"Not till you have heard me," said Kate, with firmness, recalled, by Lady Desmond's unjust reproaches, from the excessive commiseration which at first had unnerved her. "Why do you suppose I am a participator in Lord Effingham's deception? Why do you imagine that an acquaintance of but three months' standing could so influence me, as to change my entire previous principles? You are excited. You are wretched. And God knows how deeply I feel for you; but, Georgy, do not be unjust."
"Oh I have the boon of your pity," returned Lady Desmond, between her clenched teeth. "But I am not yet reduced to accept it. Lord Effingham shall know how his future wife was trusted, and how she betrayed. Go—I desire you to leave me; I can support your presence no longer."
"I will leave you," said Kate, with mournful sweetness, "but I leave you this solemn assurance, that however you may misjudge me, I would rather die than wed a man I dread so much, and love so little, as Lord Effingham."
"Ha," said Lady Desmond, drawing a long breath, her wild indignant rage stilled for a moment by the unmistakeable truth which spoke in Kate's voice and manner. "I must think. But go, guilty or innocent, we can never be the same to each other again."
CHAPTER VI.
ARRANGEMENTS.
With every pulse tumultuously throbbing, Kate closed her door, and sat down to attempt the disentanglement of the wild agitation and confusion into which all her thoughts and anticipations had been thrown by this dreadful outburst from her cousin.
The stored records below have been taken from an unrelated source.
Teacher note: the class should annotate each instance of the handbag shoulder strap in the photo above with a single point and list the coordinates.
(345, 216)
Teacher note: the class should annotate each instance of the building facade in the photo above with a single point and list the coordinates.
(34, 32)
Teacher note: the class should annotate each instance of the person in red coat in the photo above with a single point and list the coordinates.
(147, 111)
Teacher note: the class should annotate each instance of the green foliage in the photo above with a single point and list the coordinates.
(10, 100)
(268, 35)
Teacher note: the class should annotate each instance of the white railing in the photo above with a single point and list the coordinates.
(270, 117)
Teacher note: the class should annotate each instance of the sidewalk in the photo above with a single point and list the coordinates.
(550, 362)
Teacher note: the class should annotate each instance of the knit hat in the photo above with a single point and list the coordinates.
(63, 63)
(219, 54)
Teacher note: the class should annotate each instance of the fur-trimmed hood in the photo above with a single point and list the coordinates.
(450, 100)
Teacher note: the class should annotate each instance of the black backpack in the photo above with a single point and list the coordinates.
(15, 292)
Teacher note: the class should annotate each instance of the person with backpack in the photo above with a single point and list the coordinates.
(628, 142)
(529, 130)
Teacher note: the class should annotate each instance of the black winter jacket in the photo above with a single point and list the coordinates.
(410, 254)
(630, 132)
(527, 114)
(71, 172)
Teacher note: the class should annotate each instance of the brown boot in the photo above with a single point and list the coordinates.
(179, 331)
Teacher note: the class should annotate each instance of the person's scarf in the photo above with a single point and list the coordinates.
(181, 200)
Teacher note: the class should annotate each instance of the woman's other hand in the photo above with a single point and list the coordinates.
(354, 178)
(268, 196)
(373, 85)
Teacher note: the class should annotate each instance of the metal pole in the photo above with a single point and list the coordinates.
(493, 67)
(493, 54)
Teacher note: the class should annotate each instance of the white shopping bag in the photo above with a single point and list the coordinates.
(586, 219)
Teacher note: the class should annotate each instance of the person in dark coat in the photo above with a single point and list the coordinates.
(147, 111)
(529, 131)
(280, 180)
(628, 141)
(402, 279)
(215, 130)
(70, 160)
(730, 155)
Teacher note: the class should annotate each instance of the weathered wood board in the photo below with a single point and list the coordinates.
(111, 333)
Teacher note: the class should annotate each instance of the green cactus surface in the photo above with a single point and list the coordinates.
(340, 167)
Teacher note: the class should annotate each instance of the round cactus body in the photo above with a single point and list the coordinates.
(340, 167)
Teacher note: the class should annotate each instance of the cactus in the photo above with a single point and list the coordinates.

Never since the day that Winter had first intimated to her his opinion of the state of their affairs, had she experienced the same sudden sense of insecurity and desolation. Then she had had a full and sufficient object, round which to rally her energies and her courage; then she had had clear-headed and warm-hearted friends to advise and to uphold her. Now the one only friend, who was all that was left to her of the past, seemed suddenly rent from her by the most cruel and injurious suspicions, and a great gulf fixed between them. For Lady Desmond's last words—"Guilty or innocent, we can never be the same to each other again"—rung in her ears like an ill omened prophecy. Yet her own immediate suffering was almost lost sight of in her deep compassion for, and sympathy with, her cousin.